I was brought to this book from a song by Mark Knopfler - and the song is great. Taking phrases/names from our everyday usage and digging into how they became part of the language is something that appeals to me. But the 'period' writing is really too, too much. I'm glad that Pynchon can perform this arcane art. But the work involved is more suited for an undergraduate English class. I've been through all kinds of literature that I appreciated but didn't like during college, and was rewarded with (often) passing grades. I don't need all i's dotted and t's crossed - Melville brings a lot of pleasure to me as a reader. Comparisons to Ulysses are more than a little extreme. Try it if you want, but there are thousands of better ways to spend LOTS of your time.
M&D is wonderful. Not perfect, but dazzling nonetheless. His characterization of the two men is brilliant and they play off each other nicely. I'm not a big Pynchon fan, personally I find his fiction overwrought and a little masturbatory, but M&D is an exception. His humorous style in in full effect here, and once you work into the prose style, it takes you. I found myself laughing out loud. I respect his writerly abilities, over all, though not his manner of hooking the reader. But M&D is a book I cannot not recommend. It's niot an easy read, but for the first time, I can say that the effort he asks the reader to put in is fully deserved.
Yes, the sentences are dazzling, and many individual moments shine. But after several hundred pages, the book's obvious gifts may seem less impressive, and one can easily bog down. Maybe best to read it in bits and pieces to appreciate the craftsmanship instead of trying to put one's head down and truly plow through the narrative.
for those who love the English language, past and present. If your idea of fun is enjoying the adventures of a mismatched pair whose names are forever linked in our minds, while occasionally taking a break to look up an obscure word, this is for you. I found it delightful and wished it were even longer (though I'd have needed a hernia truss if that were the case.)
Wow...what can I say....I really didn't like this book at all. I was really looking forward to this piece of historical fiction crafted by one of the greatest writers of our or any time but to my surprise after 380 + pages I grew so bored I didn't care. There's no doubt that Thomas Pynchon is one of the greatest authors of all time. V & Gravity's Rainbow are masterpieces plain and simple. I might even be in the minority by liking V over GR (but I do have a tattoo of the opening sentence of GR across my back). But when I comes to Mason & Dixon I just don't get that same feeling.
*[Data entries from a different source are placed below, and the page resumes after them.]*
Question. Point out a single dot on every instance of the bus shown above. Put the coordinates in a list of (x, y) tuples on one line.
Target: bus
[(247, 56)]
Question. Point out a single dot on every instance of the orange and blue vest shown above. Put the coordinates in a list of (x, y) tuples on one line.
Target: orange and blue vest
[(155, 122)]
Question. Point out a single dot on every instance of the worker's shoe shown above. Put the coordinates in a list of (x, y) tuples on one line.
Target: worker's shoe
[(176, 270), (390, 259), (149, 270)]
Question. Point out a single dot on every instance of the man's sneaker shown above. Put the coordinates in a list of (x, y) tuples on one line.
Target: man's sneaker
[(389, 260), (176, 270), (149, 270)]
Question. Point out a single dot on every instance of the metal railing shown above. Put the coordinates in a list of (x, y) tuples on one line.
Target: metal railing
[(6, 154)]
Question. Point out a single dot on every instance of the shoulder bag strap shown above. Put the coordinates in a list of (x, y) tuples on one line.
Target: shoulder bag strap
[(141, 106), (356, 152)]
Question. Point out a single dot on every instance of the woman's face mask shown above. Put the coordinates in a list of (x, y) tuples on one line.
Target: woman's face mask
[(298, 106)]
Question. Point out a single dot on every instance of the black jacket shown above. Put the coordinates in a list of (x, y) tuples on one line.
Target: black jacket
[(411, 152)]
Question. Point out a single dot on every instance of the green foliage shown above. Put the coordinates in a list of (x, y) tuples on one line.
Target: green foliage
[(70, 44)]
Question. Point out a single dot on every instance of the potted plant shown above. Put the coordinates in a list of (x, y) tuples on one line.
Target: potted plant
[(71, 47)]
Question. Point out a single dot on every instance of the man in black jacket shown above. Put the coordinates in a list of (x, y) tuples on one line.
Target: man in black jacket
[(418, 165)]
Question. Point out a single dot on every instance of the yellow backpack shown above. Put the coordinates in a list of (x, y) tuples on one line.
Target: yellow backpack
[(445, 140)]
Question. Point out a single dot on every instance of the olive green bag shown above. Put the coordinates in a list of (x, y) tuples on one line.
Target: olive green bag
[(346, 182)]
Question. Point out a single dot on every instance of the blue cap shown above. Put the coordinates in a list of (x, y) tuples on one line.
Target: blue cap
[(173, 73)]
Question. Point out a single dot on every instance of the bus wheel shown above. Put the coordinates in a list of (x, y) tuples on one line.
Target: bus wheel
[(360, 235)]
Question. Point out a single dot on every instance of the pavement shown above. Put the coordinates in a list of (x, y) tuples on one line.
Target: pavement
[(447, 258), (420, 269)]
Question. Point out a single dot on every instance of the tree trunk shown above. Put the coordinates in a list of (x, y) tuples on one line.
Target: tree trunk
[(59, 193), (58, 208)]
The book starts out interesting enough but after the Transit of Venus the book goes down hill. When they reach America it was more like the "Great 18th Century American Pub Crawl" then actual writing about the famous line. Even the Pynchon weirdness in this book seems generic (oh wow a talking dog and a robotic duck....gee how clever [sarcasm]) I've seen a lot of people complain about the 18th century language. For me it wasn't a big deal but after a while I kinda felt like Pynchon was trying to show off (look at me...look at me). Get over yourself dude...we get it....you're smart. If you want to read all of Pynchon's books then I say have fun. It's bland and lifeless. Cheat and re-read V instead. You'll have more fun and get more out of it. Mason & Dixon was a waste of 2 weeks. If you want good historical fiction read Drood by Dan Simmions or any of his other books.